Device N For loop Vectorization
CPU 10 0.061 0.003
1000 0.232 0.004
100000 16.782 0.041
CUDA 10 0.145 0.004
1000 0.337 0.004
100000 26.176 0.005

Remarks

While there are many other factors contributing to the performance difference between the for loop approach and the vectorization approach, we hope this simple experiment serves as a reasonable introduction to the benefit of vectorization.

It is worth noting that, in the above code snippets,

  • The pre-allocated strain tensor has a shape of (N; 6).
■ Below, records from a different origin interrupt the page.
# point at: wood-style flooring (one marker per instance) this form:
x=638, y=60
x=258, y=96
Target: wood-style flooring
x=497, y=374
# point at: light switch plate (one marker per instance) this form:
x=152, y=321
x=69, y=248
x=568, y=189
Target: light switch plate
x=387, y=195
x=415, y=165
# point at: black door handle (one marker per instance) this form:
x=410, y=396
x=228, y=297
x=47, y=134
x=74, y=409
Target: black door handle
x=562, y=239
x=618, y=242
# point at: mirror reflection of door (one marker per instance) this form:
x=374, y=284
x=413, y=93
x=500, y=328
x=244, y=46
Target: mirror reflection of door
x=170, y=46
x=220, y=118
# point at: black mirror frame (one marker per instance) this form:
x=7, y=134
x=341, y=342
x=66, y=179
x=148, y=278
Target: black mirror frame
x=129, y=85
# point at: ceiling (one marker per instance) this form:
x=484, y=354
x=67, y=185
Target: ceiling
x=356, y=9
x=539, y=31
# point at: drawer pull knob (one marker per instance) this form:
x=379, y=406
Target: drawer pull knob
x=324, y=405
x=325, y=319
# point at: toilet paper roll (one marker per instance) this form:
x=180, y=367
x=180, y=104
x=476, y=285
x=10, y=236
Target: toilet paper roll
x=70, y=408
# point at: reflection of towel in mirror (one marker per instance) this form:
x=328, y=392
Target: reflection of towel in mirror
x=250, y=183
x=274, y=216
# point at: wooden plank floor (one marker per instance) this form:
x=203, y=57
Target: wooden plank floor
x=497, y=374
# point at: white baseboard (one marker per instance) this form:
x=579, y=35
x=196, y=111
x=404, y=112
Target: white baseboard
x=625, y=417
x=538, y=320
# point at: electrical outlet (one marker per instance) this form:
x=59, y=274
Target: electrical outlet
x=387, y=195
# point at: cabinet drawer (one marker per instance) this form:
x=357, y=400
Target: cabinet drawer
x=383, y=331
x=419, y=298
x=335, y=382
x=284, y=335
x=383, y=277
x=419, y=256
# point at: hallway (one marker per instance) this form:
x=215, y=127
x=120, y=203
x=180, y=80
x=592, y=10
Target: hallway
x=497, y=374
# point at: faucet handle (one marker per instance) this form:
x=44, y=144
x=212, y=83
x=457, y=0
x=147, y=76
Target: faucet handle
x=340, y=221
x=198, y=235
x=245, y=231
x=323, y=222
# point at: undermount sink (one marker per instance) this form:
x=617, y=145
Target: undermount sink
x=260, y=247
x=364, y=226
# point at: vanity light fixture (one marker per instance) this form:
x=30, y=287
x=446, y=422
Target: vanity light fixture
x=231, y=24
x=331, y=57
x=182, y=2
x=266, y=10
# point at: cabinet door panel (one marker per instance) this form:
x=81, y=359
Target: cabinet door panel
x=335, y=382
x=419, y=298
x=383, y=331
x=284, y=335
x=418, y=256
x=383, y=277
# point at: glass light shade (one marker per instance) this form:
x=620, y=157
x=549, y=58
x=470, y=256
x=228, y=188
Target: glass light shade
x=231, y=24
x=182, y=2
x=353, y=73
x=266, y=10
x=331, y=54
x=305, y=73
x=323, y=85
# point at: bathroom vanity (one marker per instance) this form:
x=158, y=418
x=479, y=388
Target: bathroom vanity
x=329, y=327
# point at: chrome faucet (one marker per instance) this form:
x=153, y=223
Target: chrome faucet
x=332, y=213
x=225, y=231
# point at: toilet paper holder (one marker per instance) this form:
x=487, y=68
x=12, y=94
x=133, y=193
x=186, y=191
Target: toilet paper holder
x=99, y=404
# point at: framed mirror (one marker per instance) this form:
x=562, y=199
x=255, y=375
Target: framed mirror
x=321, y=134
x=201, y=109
The leading dimension with size N is referred to as a batch dimension in NEML2.
  • The strain tensor with shape (N; 6) can operate with scalar-valued model parameters K and G. This behavior relies on the concept of broadcasting.

Batching and broadcasting are the fundamental mechanisms that allow NEML2 to efficiently vectorize model evaluation while providing users with a unified API for both CPU and CUDA. More details on these mechanisms are discussed in the tutorials on NEML2 tensors.